Divide them into issues you are willing to take on yourself. And, issues that may pose an immediate repair because of system malfunction or a safety or health issue.
It is not unreasonable to have a few weekends of minor repairs that don’t add up to a significant cost to you.
But your inspection may reveal issues like a leaky roof, mold in the attic, a cracked heat exchanger in the furnace etc… that you were unaware of and quite frankly the seller will probably be unaware of as well.
What Is My Recourse
A seller is under no obligation to perform any repairs. So what recourse might you have if you find issues during your home inspection that are unacceptable to you?
Nullify the contract. Most purchase contracts have a home inspection contingency that allows a homebuyer to withdraw their contract if a home inspection is less than acceptable
Renegotiate with the seller. Often if conditions are unacceptable the seller and homebuyer will negotiate repairs after the home inspection. This can include a seller to complete the repairs, a reduction in price or other possible solutions for the work to get done.
Accept as is.
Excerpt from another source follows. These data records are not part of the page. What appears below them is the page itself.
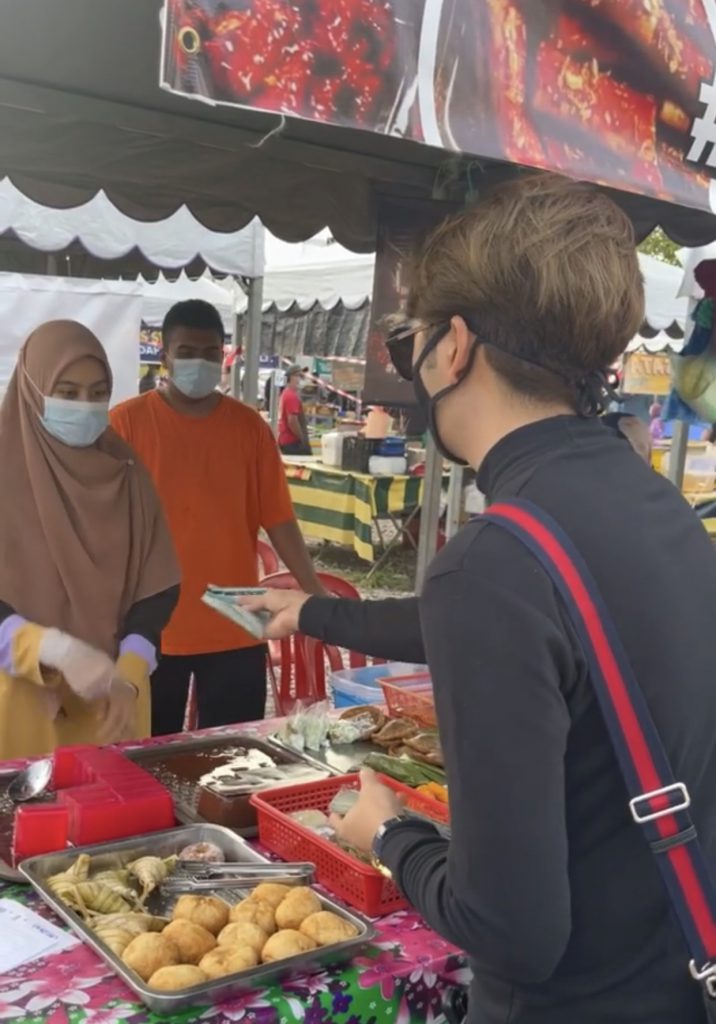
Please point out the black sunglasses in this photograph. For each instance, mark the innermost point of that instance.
(401, 344)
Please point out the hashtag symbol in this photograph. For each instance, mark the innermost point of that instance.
(704, 128)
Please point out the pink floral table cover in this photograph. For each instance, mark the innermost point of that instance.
(401, 979)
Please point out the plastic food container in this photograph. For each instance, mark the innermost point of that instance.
(357, 884)
(411, 696)
(355, 687)
(381, 465)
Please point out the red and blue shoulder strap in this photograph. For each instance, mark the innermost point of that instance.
(659, 804)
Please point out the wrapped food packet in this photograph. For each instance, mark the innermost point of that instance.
(344, 801)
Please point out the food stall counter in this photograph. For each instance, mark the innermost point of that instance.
(405, 975)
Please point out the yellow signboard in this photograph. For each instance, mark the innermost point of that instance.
(646, 374)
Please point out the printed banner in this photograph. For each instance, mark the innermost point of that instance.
(402, 225)
(618, 91)
(646, 374)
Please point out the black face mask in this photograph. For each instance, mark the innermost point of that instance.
(429, 402)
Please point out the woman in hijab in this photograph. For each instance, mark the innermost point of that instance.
(88, 577)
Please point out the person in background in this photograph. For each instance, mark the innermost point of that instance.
(88, 576)
(220, 478)
(519, 305)
(631, 428)
(293, 432)
(149, 381)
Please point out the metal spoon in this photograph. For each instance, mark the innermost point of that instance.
(31, 782)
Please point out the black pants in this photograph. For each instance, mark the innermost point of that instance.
(230, 687)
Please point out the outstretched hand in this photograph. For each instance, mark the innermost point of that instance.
(283, 605)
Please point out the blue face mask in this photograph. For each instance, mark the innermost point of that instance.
(78, 424)
(196, 378)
It is also possible for you to accept the home as-is if the seller is unwilling to negotiate.
It is not uncommon for a first time homebuyer to lose one or two homes over home inspection issues and expecting too much out of a home. Many factors weigh into whether a seller will be willing to do repairs or not.
What May Be Reasonable Repairs?
Current market conditions, the price point of the home, the price of the home in relation to fair market value, the level of desire to sell, competition from other buyers all factor into whether a seller will be willing to do some repairs.
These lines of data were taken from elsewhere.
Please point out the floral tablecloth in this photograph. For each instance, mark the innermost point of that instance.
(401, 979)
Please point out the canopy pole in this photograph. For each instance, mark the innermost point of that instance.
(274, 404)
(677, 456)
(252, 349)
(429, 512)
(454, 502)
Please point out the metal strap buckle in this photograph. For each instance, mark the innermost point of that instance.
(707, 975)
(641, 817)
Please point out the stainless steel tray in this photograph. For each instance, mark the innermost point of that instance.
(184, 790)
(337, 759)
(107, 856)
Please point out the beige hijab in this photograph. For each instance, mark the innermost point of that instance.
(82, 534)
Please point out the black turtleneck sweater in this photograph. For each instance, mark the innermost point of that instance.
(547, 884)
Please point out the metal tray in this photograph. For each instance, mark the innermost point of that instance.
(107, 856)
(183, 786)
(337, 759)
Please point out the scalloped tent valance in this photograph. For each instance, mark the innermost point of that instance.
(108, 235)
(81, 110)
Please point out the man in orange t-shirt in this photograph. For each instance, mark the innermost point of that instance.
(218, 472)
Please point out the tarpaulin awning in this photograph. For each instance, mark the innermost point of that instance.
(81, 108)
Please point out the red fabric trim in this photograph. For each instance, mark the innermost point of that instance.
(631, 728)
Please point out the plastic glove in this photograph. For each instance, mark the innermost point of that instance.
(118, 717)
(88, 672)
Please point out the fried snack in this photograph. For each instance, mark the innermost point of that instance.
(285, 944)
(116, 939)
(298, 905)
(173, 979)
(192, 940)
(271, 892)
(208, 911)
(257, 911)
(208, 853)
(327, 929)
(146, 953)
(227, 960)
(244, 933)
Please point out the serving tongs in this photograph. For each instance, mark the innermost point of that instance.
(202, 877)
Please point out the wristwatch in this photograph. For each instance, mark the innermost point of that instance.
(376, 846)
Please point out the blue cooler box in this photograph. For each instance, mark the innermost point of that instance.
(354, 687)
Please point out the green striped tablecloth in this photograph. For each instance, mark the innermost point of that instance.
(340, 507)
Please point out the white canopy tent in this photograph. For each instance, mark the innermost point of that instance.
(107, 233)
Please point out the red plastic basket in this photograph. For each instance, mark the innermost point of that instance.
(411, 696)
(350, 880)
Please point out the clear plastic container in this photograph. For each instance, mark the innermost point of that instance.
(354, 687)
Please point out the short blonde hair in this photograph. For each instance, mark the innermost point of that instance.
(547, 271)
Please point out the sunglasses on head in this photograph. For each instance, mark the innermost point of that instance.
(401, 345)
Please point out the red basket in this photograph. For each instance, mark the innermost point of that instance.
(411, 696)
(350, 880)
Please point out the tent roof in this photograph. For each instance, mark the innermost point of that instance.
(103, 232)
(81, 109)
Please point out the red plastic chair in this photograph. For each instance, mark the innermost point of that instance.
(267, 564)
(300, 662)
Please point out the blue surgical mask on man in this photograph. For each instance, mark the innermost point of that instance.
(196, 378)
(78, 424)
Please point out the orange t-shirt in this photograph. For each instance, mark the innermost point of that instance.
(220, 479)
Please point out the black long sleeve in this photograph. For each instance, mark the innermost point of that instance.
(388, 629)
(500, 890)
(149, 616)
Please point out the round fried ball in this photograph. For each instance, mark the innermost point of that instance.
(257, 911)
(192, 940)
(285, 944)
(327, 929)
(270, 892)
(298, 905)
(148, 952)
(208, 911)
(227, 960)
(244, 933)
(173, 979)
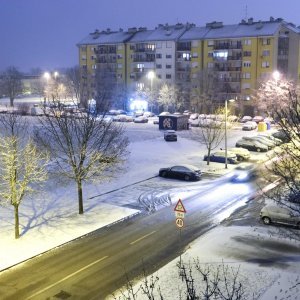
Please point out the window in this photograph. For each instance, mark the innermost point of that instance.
(266, 52)
(247, 53)
(194, 43)
(246, 75)
(247, 64)
(266, 41)
(246, 86)
(265, 64)
(169, 44)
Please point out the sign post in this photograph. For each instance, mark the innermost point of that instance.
(179, 215)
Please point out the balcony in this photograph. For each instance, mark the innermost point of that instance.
(220, 46)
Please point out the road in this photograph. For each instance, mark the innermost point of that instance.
(95, 266)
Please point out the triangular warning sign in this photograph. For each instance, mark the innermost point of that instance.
(179, 207)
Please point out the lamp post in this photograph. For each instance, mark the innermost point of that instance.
(230, 100)
(151, 76)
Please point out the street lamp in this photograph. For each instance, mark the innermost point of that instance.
(151, 76)
(230, 100)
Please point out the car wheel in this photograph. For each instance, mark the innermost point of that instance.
(266, 220)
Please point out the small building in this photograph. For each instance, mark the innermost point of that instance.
(174, 122)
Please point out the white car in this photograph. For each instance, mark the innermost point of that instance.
(244, 172)
(249, 125)
(275, 214)
(241, 153)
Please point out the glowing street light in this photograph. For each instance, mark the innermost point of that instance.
(151, 76)
(276, 75)
(230, 100)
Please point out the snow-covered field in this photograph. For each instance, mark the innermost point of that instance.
(50, 218)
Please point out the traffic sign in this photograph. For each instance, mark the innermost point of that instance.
(179, 222)
(179, 207)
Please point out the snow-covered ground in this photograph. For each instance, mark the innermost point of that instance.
(50, 218)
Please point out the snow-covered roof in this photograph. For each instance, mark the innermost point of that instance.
(217, 30)
(185, 32)
(161, 33)
(106, 37)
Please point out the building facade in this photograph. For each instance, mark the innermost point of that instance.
(207, 64)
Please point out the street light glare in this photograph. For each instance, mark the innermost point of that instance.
(276, 75)
(151, 75)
But a balance needs to be achieved for success. At the end of the day, it is your decision on how to move forward. You don’t want to be saddled immediately with any major repairs or costs.
An older roof, near the end of its useful life could have 3-5 years left in it and can be fully functional. Versus a roof that is already leaking. The older roof has a serviceable life into the foreseeable future, where the leaky roof is a costly expense that needs to be taken care of immediately.
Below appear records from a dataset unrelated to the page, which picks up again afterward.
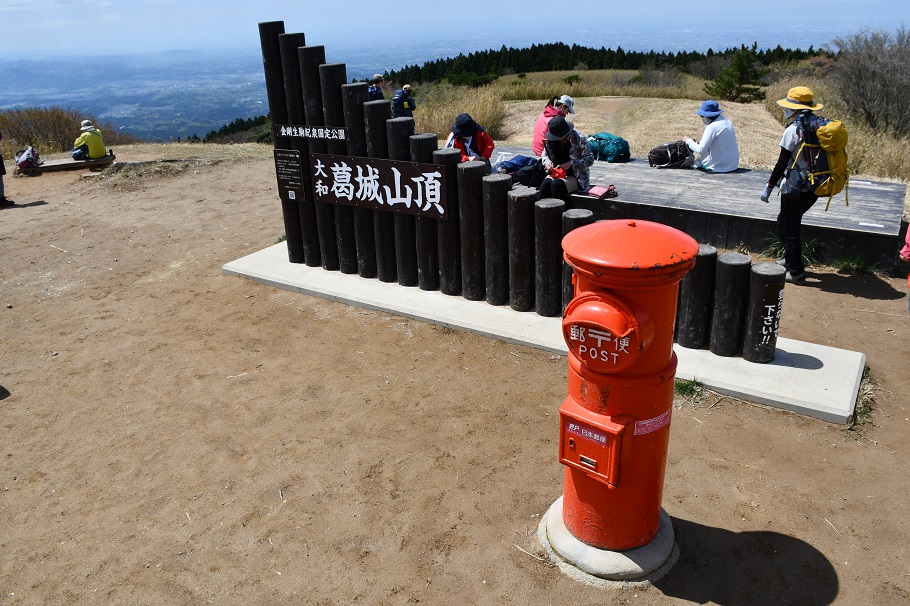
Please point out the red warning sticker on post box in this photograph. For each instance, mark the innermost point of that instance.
(650, 425)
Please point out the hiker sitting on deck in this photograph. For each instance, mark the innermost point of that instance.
(566, 159)
(471, 139)
(717, 150)
(556, 106)
(90, 144)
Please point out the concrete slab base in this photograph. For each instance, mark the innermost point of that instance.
(602, 567)
(809, 379)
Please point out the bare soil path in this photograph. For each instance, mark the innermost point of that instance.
(175, 436)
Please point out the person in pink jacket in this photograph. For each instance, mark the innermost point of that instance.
(556, 106)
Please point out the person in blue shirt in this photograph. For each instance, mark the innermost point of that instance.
(717, 151)
(403, 104)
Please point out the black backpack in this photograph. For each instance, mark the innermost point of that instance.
(675, 154)
(531, 175)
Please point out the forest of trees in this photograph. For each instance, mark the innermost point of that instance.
(481, 67)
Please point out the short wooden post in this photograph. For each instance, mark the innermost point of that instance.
(470, 208)
(730, 295)
(548, 256)
(422, 148)
(696, 292)
(496, 237)
(572, 219)
(448, 232)
(521, 248)
(766, 296)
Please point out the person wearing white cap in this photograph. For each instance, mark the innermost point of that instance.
(556, 106)
(567, 160)
(90, 144)
(374, 91)
(403, 104)
(717, 151)
(796, 195)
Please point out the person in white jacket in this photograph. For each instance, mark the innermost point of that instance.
(717, 151)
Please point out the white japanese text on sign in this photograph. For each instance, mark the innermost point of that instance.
(408, 187)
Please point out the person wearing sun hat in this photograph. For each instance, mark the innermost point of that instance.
(556, 106)
(566, 159)
(471, 139)
(717, 151)
(796, 196)
(90, 144)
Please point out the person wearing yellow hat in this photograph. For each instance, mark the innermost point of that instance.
(796, 195)
(90, 144)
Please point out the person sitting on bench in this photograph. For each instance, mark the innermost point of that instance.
(566, 160)
(717, 150)
(90, 144)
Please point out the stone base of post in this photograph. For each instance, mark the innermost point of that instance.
(604, 568)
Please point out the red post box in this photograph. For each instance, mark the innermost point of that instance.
(615, 423)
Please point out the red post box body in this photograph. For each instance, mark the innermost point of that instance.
(615, 422)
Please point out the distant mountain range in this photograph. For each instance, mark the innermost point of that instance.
(177, 94)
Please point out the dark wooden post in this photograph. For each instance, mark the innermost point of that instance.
(470, 208)
(572, 219)
(290, 60)
(422, 148)
(375, 115)
(766, 296)
(449, 232)
(353, 96)
(331, 77)
(399, 132)
(548, 255)
(696, 293)
(269, 39)
(730, 295)
(496, 237)
(521, 248)
(311, 57)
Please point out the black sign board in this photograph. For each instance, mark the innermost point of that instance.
(407, 187)
(290, 174)
(328, 133)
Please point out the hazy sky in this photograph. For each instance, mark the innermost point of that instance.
(101, 27)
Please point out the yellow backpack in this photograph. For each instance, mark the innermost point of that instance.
(825, 144)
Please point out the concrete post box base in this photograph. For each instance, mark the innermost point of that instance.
(603, 568)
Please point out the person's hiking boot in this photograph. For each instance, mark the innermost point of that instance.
(793, 278)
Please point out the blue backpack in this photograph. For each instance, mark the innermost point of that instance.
(374, 93)
(517, 163)
(609, 147)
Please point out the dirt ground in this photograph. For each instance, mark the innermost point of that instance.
(171, 435)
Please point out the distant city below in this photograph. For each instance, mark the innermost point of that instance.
(178, 94)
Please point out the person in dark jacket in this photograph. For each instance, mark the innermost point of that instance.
(795, 197)
(4, 201)
(403, 104)
(471, 139)
(374, 91)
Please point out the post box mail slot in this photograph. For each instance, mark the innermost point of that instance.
(591, 442)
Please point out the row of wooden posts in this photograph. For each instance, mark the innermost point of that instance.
(501, 244)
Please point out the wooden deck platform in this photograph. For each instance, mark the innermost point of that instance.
(50, 166)
(724, 210)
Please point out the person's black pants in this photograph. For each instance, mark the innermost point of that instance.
(790, 224)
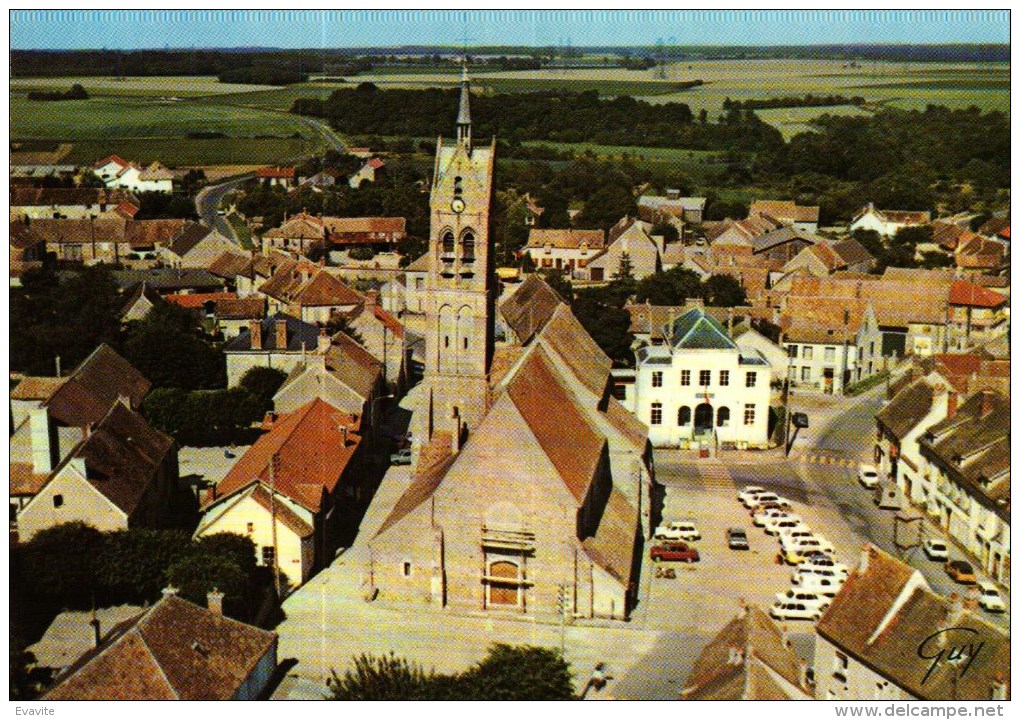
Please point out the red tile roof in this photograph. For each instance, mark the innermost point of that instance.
(967, 293)
(311, 455)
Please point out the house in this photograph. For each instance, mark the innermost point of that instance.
(309, 293)
(367, 172)
(883, 618)
(121, 474)
(831, 342)
(628, 239)
(288, 492)
(276, 175)
(73, 203)
(175, 650)
(563, 249)
(278, 341)
(234, 314)
(553, 525)
(195, 246)
(341, 372)
(886, 222)
(669, 207)
(965, 478)
(801, 217)
(698, 389)
(749, 659)
(976, 315)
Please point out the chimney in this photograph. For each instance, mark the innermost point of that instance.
(214, 600)
(44, 442)
(281, 333)
(256, 332)
(865, 557)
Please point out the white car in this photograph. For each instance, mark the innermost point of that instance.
(799, 595)
(989, 598)
(936, 550)
(795, 611)
(868, 476)
(826, 585)
(677, 531)
(749, 493)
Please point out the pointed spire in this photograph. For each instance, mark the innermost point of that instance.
(464, 114)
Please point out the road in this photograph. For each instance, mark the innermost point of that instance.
(207, 202)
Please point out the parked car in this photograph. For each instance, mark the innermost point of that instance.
(674, 552)
(867, 475)
(989, 598)
(794, 611)
(825, 584)
(677, 530)
(961, 571)
(401, 457)
(798, 595)
(749, 493)
(935, 550)
(736, 538)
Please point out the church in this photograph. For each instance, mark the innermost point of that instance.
(530, 483)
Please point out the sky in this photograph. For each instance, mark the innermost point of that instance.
(132, 30)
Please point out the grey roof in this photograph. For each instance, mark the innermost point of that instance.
(298, 331)
(696, 329)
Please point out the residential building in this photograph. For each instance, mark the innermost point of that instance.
(884, 616)
(276, 175)
(477, 527)
(965, 478)
(699, 389)
(288, 492)
(886, 222)
(72, 203)
(278, 341)
(121, 474)
(564, 250)
(801, 217)
(175, 650)
(195, 246)
(749, 659)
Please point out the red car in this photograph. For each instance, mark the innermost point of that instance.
(675, 552)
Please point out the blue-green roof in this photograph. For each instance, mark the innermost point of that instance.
(695, 329)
furnace that needs cleaning versus a furnace with a cracked heat exchanger. Cleaning is part of a furnaces maintenance cycle where a cracked heat exchange may trigger a new furnace or a costly repair.
A bathroom without a ground fault outlet versus a rusted bar on an electric panel. A bathroom without a ground fault outlet was to code when a home was built years ago but is not to current code now. It is still serviceable and is a minor repair versus a rusted main bar in an electrical panel which is costly and is a fire hazard and can be costly. At the end of the day, it is your decision on how to move forward.
As a first-time homebuyer, your home inspection is a very important part of the home buying process. Having never gone through the home inspection before, I would be hard-pressed to advise a first-time home buyer to skip it.
he home inspection is your last line of defense to ensure you buy a home without any major issues and digging deep into your pockets.
Be prepared for your home inspection. Have an understanding of what a home inspection is and isn’t. Review a blank report from your home inspector ahead of time to get an idea of what is covered and prepare any questions before arriving at your home inspection. Don’t be afraid to ask questions! Your home inspector is more than happy to educate you about the home you are about to buy.
Finally, be realistic in your expectations. No home is going to be perfect. But, also don’t buy a home that will just be a money pit. Many serious issues can be negotiated with the seller and you can move on to closing.
Time square away the financing and rent the U-Haul to move into your new home!